Rethinking Infrastructure with an Academic Cloud-First Strategy

LOCAL AND STATEWIDE CONSIDERATIONS

A popular public university in the South, serving a large, diverse student body across undergraduate and graduate programs, recently reevaluated its long-term computing strategy. As part of a statewide higher education system, the location plays a key role within a broader network of universities that supports regional innovation, making it even more important that technology decisions align with both campus priorities and external stakeholder expectations.

BALANCING A CLOUD-FIRST STRATEGY WITH ON-PREMISE DATA CENTER DEMANDS

Within this context, the IT leadership independently advanced a cloud-first approach to support an expanding mix of academic and operational applications. While this shift promised improved scalability and reduced reliance on legacy infrastructure, it also raised a critical question: how would it affect growing research-driven, high-performance AI workloads that continued to rely on on-premise resources?

Answering this question requires a closer examination of the university’s data center environment, including how power, cooling, and space would need to evolve to support a hybrid computing future.
That’s why LEDG was chosen to conduct a thorough, independent assessment of campus data centers and determine what could be consolidated (or even retired) to optimize performance in the years ahead.

RIGHT-SIZING CAMPUS INFRASTRUCTURE FOR LONG-TERM NEEDS

Working jointly with the university’s IT, network, and facilities teams, LEDG examined on-campus computing environments, including two existing data centers and a separate data room that could serve as a potential consolidation option.
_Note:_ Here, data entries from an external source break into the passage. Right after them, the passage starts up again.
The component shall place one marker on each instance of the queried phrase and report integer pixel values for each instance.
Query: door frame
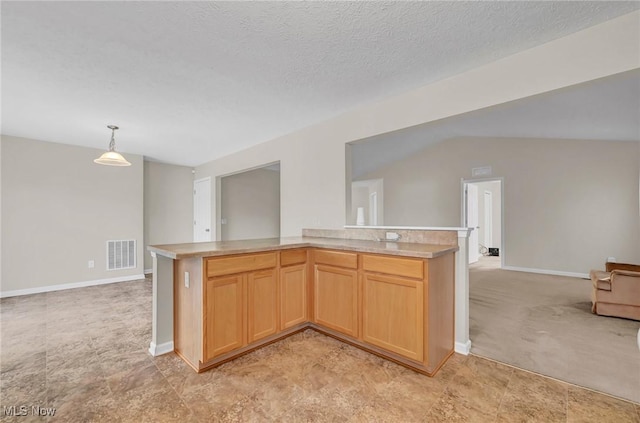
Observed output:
(195, 211)
(463, 211)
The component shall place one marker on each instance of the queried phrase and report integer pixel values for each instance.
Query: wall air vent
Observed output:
(121, 254)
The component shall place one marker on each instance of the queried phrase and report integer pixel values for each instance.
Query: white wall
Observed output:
(566, 208)
(59, 209)
(313, 188)
(168, 206)
(360, 197)
(250, 204)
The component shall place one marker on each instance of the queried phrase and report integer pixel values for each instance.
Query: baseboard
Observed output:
(547, 272)
(61, 287)
(463, 348)
(156, 350)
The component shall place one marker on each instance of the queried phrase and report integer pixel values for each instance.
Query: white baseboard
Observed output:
(51, 288)
(463, 348)
(547, 272)
(156, 350)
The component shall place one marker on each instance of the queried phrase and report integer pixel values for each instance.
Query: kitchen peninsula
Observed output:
(393, 299)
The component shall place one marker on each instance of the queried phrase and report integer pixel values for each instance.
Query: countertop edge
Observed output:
(446, 249)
In addition to assessing the conditions of each space, the LEDG team  looked at the interdependence between the data centers, building systems, and campus-wide fiber backbone. LEDG experts also leveraged available monitoring data and operational insights to validate how systems were performing together in practice.

Following a detailed analysis, LEDG presented leadership a full report with “good, better, and best” options for all three spaces as well as its campus distribution facilities—each of which considered costs, risk, and flexibility. This tiered approach enabled the university to compare immediate needs against longer-term modernization goals so it could align infrastructure decisions with staffing realities, budget constraints, and system-wide opportunities such as disaster recovery and shared services. As a result, the university has a clear, documented assessment of its facilities, allowing it to:

  • Balance cloud-first strategy with the ongoing needs of performance-intensive, on-premise workloads
  • Evaluate “good, better, and best” scenarios to guide informed infrastructure investment decisions
  • Reduce operational complexity through recommended consolidation of on-prem data center environments
  • Improve resiliency and scalability by leveraging existing redundant fiber connectivity and campus distribution infrastructure
  • Adjust power, cooling, and space requirements to support a hybrid, future-ready computing environment

As the university continues to execute its long-term, hybrid computing strategy, decision makers now have peace of mind knowing the underlying infrastructure can adapt over time without significant additional investment.

“By taking a deliberate, collaborative approach to infrastructure planning, the university ensured that its cloud-first strategy would enhance the performance and resilience of its on-premise data center environments.”